America, America
Release Date: Dec. 15, 1963

America, America

A 20-year-old Greek innocent dreams of America while enduring the hardship and poverty of rural Turkey. He subsists by gathering ice from a  mountain top, and selling the unmelted remnants at the local market. So it's no wonder Stavros Topouzoglou (Stathis Giallelis) dreams of going to America.  Released in December 1963, this three-hour movie directed by Elia Kazan (1909-2003) dramatizes the sad plight of  Greek and Armenian minorities. Horrified, we watch as the Turks block the exits to an occupied Armenian church, and then set it on fire.  As the oppression increases, Stavros'  father, fearing the worst, gives his son the family treasures, and sends him to Constantinople to find work and send money to the family. Unlucky and naive Stavros quickly loses the family treasures to Abdul, a con artist (Lou Antonio). Stavros, led into futher misadventure by Abdul , reaches the breaking point and murders him. Broke and bewildered, Stavros finally  makes his way to Constantinople and seeks out  his uncle's dwelling for shelter. He confesses to the loss of the family treasures and pleads with uncle  not to say a word about his misfortunes.  Stavros' letters home mention nothing of his troubles and promise only hope for the future.

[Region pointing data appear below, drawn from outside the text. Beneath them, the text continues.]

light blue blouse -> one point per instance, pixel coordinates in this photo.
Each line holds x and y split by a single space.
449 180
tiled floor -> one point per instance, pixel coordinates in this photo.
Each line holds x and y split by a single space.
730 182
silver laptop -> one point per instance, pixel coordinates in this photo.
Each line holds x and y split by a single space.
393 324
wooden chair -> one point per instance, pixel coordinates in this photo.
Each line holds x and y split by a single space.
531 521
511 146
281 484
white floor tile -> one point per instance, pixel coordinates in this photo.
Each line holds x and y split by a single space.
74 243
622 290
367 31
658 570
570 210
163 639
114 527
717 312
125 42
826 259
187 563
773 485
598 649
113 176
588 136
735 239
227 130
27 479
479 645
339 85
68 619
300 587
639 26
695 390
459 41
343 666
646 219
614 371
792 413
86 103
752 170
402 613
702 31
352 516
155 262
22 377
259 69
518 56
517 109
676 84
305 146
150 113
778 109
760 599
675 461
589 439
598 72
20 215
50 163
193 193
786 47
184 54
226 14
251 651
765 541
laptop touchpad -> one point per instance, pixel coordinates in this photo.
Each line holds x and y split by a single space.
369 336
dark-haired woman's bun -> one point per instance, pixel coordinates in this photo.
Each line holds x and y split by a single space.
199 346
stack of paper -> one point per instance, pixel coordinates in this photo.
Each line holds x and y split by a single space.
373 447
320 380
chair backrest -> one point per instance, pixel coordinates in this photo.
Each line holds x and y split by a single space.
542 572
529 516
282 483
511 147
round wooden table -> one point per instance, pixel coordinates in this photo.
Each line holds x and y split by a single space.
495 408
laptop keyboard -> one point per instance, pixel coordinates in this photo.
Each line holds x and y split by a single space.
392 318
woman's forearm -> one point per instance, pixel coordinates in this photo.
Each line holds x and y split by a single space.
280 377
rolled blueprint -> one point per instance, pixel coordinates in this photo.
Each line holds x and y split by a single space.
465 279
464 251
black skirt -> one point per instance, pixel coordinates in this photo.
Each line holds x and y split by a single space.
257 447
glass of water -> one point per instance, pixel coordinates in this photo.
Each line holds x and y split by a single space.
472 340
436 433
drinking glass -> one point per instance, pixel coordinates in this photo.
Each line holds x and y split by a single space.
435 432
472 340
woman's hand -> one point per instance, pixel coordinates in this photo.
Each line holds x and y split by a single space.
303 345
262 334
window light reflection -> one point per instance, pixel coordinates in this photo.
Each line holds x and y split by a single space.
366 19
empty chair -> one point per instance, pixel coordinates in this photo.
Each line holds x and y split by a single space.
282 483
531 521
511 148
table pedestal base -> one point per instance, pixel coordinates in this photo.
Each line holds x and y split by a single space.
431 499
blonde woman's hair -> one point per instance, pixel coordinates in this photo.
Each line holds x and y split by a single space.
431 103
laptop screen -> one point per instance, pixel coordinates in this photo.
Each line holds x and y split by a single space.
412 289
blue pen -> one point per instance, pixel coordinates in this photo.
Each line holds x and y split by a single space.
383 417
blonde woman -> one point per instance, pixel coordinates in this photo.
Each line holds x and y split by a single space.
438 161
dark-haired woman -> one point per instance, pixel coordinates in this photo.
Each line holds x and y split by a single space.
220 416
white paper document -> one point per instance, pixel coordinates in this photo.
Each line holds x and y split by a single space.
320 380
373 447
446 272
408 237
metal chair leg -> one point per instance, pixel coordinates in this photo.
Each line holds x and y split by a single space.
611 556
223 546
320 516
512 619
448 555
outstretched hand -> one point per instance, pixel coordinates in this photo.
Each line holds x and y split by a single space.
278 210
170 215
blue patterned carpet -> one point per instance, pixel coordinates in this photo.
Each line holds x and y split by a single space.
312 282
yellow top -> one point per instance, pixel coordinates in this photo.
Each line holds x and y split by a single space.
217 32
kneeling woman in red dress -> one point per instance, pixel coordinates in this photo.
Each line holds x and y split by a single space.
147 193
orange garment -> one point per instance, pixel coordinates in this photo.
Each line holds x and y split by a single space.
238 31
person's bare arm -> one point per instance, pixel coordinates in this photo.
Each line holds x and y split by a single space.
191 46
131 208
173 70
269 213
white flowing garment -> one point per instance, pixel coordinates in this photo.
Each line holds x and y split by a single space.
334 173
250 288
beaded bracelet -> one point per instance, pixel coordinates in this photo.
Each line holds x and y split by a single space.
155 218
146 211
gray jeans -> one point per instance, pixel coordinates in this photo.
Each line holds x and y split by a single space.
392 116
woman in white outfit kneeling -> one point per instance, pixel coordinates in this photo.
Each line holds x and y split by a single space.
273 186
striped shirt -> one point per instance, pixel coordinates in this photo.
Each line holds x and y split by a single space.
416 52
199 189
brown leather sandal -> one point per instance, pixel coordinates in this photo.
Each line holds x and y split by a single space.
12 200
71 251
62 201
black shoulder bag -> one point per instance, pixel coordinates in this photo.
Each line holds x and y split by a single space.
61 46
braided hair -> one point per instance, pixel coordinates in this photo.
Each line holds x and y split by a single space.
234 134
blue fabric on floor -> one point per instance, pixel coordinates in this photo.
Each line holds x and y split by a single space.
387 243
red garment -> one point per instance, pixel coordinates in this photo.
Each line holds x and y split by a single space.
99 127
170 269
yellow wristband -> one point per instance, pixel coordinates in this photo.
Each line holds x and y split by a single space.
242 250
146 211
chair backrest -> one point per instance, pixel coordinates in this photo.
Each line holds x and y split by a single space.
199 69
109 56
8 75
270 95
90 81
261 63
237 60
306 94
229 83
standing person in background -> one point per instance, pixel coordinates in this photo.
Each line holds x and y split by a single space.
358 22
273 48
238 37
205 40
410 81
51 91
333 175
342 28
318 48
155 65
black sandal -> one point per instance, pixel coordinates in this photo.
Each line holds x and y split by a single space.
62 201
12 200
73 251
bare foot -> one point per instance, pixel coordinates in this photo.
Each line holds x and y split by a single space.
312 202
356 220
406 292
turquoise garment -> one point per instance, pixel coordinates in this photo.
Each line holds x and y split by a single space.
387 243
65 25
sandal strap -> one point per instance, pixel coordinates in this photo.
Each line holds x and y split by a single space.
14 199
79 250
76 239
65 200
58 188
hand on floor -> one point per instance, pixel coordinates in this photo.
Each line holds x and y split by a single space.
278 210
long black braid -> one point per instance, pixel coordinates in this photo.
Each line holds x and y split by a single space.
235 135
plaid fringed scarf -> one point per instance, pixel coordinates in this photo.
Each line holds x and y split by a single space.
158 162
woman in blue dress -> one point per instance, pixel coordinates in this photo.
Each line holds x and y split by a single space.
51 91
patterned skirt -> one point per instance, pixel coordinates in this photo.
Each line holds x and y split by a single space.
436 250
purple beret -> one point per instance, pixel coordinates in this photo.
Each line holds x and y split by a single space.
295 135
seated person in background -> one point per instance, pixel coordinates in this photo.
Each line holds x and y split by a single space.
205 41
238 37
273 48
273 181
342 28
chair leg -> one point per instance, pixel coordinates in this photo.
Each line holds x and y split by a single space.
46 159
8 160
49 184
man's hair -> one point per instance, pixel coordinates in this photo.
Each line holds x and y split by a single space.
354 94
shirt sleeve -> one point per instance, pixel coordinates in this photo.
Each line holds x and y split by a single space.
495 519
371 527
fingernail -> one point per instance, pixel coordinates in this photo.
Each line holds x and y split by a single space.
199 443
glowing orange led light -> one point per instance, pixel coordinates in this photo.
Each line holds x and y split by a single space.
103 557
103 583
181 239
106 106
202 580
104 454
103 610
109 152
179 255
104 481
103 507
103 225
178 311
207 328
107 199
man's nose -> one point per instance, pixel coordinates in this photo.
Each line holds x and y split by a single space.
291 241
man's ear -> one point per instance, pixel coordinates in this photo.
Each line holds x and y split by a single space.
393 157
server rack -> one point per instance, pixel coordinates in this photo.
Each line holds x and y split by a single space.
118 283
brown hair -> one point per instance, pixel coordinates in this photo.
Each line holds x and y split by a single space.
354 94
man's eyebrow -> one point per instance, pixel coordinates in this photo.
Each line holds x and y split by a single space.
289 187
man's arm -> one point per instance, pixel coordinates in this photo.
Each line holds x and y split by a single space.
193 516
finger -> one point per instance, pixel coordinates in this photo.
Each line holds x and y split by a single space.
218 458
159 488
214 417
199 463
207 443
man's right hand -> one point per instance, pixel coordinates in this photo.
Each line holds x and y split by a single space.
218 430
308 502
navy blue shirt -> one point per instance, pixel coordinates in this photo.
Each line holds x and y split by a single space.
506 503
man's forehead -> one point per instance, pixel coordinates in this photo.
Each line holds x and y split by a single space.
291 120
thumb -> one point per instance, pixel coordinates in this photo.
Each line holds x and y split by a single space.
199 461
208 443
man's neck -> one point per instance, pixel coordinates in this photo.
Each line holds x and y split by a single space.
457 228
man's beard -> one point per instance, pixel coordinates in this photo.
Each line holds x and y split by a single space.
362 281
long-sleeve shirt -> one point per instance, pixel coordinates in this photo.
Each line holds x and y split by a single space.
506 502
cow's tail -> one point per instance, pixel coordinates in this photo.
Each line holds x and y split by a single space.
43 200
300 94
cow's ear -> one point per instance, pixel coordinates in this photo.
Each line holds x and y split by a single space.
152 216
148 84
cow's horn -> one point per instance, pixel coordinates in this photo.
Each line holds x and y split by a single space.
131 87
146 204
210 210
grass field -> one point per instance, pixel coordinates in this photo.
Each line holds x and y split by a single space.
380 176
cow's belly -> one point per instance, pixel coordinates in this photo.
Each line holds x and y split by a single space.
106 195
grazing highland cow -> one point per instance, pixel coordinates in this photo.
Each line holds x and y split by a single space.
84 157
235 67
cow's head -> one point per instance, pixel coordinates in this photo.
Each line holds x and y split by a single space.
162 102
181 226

Still obsessed with getting to America,  Stavros schemes to gain  favor with Aleko Sinnikoglou (Paul Mann), a wealthy carpet merchant whose daughter Thomna (Linda Marsh) is unmarried. After much persuasion, Aleko consents to give Stavros Thomna's hand in marriage.  Not unexpectedly, Stavros uses money from her dowry to buy a single ticket to America.  As the boat nears its destination, the immigrants crowd on deck. Who will be the first to catch a glimpse of land?  As Stavros finally disembarks, he falls to his knees and kisses the ground. 

Elia Kazan, who  wrote, directed and produced America, America was born in Constantinople in 1909.  His screenplay is based on some of the experiences of his own uncle.  Kazan 's previous movies include  A Streetcar Named Desire (1951), Viva Zapata (1952),  On The Waterfront (1954), East of Eden (1955) and Splendor in the Grass ( 1961). America, America received nominations for Best Picture, Best Director and Best Screenplay in 1964.  In 1999,   Kazan  received a Lifetime Achievement Award from the Academy of Motion Picture Arts and Sciences. The ceremony was boycotted by some who never forgave Kazan for naming names during the House Committee on Un-American Activities in 1952.